A Tennessee sheriff is being sued for excessive force after he was recorded laughing and boasting about how he told his officers to shoot a man during a slow-speed chase rather than risk damaging police cars attempting to drive him off the road.
According to News Channel 5, White County Sheriff Oddie Shoupe did not know that he was being recorded by a body camera that another deputy had put in the back of a patrol car when he made the disturbing comments, but now those comments, which have been made public, have placed him at the center of a federal lawsuit.
“They said, ‘We’re ramming him,’” Shoupe can be heard saying after officers shot and killed unarmed motorist Michael Dial. “I said, ‘Don’t ram him, shoot him.’ Fuck that shit.
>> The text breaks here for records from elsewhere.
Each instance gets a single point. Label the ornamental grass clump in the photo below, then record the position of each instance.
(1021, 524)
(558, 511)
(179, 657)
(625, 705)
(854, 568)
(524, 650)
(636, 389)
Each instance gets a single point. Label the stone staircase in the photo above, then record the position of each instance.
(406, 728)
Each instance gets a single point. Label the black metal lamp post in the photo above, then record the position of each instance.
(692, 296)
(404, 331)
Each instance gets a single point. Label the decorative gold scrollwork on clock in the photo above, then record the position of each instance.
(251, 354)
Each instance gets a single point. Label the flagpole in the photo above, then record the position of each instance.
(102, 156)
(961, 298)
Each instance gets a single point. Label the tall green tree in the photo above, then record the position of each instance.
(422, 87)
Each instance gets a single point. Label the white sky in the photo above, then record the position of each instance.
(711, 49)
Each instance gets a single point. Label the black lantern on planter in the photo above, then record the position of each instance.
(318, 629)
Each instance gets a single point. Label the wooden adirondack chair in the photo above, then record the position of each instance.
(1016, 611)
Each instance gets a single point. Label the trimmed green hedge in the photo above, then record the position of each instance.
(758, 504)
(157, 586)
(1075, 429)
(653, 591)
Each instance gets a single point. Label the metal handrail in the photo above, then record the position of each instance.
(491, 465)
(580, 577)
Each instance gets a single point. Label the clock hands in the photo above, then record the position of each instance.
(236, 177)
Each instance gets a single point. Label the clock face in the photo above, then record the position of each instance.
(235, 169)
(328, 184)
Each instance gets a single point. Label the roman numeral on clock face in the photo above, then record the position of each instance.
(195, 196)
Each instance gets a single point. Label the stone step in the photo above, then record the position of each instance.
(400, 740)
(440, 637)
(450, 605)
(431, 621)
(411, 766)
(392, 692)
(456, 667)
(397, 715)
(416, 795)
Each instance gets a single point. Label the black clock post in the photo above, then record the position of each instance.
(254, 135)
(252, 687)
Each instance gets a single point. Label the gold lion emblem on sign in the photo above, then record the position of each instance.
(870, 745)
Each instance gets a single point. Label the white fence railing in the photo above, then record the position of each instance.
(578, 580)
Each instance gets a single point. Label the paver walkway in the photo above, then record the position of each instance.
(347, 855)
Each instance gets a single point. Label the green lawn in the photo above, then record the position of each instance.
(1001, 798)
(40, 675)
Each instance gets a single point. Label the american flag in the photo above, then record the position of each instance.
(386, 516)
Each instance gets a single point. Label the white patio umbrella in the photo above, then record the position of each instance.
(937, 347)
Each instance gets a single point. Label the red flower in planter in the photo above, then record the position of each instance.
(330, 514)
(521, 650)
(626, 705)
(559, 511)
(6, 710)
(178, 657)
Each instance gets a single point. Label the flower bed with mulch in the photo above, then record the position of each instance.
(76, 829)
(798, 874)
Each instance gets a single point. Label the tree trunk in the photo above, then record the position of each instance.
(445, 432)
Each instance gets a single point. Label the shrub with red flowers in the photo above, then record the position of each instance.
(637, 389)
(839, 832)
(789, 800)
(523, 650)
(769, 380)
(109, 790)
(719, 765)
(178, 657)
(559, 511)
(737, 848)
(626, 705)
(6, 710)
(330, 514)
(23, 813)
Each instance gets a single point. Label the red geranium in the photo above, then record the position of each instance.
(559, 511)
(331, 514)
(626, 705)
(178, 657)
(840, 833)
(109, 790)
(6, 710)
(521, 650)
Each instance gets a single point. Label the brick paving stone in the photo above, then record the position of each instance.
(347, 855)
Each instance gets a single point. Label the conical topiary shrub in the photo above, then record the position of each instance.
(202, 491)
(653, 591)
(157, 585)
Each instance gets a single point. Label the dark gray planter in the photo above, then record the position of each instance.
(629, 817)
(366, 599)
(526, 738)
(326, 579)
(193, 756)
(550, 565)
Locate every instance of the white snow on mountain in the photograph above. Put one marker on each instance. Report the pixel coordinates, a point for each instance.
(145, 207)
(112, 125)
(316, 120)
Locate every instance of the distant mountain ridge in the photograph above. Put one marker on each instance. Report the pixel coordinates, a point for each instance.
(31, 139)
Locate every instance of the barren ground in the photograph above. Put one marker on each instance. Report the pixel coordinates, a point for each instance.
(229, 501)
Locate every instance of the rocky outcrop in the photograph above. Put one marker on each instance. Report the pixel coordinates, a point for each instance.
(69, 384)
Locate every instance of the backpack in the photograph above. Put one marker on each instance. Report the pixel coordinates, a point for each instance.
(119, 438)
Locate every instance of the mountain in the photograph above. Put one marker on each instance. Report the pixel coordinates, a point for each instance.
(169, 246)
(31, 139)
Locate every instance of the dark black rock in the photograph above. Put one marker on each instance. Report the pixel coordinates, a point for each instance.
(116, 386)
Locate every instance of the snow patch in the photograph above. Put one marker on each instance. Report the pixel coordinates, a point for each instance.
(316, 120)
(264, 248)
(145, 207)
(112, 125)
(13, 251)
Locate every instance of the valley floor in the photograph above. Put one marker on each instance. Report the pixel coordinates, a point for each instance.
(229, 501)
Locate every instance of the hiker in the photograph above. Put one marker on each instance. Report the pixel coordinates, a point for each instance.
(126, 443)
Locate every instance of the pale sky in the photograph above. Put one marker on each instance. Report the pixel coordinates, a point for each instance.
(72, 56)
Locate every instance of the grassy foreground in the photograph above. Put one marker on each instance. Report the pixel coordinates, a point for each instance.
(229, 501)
Ain’t gonna tear up my cars.”
Shoupe was not part of the slow-speed chase that spanned two counties, but he arrived on scene shortly after his officers fired the deadly shots, which was when his comments were recorded.
“I love this shit,” he continues. “God, I tell you what, I thrive on it. If they don’t think I’ll give the damn order to kill that motherfucker, they’re full of shit. Take him out. I’m here on the damn wrong end of the county.”
Laughter can be heard as the sheriff makes his comments.
The incident began last April when Smithville, Tenn., police tried to pull Dial over for driving on a suspended license. At the time, he was driving a 1976 pickup with a fully loaded trailer being pulled at the back. The chase started in DeKalb County before crossing over into White County, where White County deputies took over the chase.
Dial’s wife, Robyn, says she is still not sure how the situation escalated so quickly, leading to the death of her husband.
“Why didn’t he stop?” Robyn Dial said. “He was scared. I know him enough to know that.”
The chase never reached high speeds. DeKalb County deputies told the Tennessee Bureau of Investigation that the chase was more like a funeral procession.
When asked by an investigator from the bureau how fast the cars were going, DeKalb County Detective Jimmy Martin responded, “We might have got up to 50 at one point. For the most part, it was 30 to 40 miles per hour.”
However, DeKalb deputies backed off at the county line and handed off the chase to White County, whose deputies tried to use their patrol cars to get Dial to stop. Reserve Deputy Adam West, who was driving his personal pickup at the time, also got involved in the chase.
As noted earlier, Shoupe was not part of the chase but gave the ultimately fatal orders.
“Per 59 [the sheriff], use deadly force if necessary. Take the subject out by any means necessary,” a radio dispatcher can be heard telling the deputies.
On that order, West took out his gun. According to News Channel 5, minutes later, deputies managed to push Dial’s truck off the road. West got out of his truck and immediately opened fire. Sparta Police Officer Charlie Simms also started shooting.
Dial was hit in the head.
“I feel with every part of me that’s exactly what they wanted to do, was kill him,” Robyn Dial told the news station.
The district attorney ruled the shooting justified, but Robyn Dial’s lawsuit is focused on the callous remarks the sheriff made after her husband was killed. She is suing not only the sheriff but also White County, West and Simms.
The lawsuit charges that Shoupe “preferred to shoot and kill Mr. Dial rather than risk damaging his patrol cars.”
“I don’t know how you can thrive on taking a human life. That’s not law enforcement,” attorney David Weissman told the news station. “If that’s the mentality of the highest policymaker in the county, that’s scary.”
Immediately after the shooting, Deputy West is clearly upset, but Shoupe can be heard comforting him, telling him that he had done right by following orders.
“You don’t have to worry about this. I made the decision. You don’t have to worry about it. I took that away from y’all. You don’t have to worry about nothing. Everything’s cool. You done exactly right,” the sheriff says.
Robyn Dial still doesn’t believe that her husband had to die.
“They could have let him go 10 more miles down the road; he probably would have run out of gas. ... I just hope he knows I loved him,” Dial said.
This is not the first time that Shoupe has been subject to a federal lawsuit. Late last year, both Shoupe and White County Judge Sam Benningfield were hit with suits accusing them of carrying out “modern-day eugenics” after Benningfield signed a standing order permitting inmates to get 30 days’ credit toward jail time if they agreed to a birth control procedure—either a vasectomy or a birth control implant.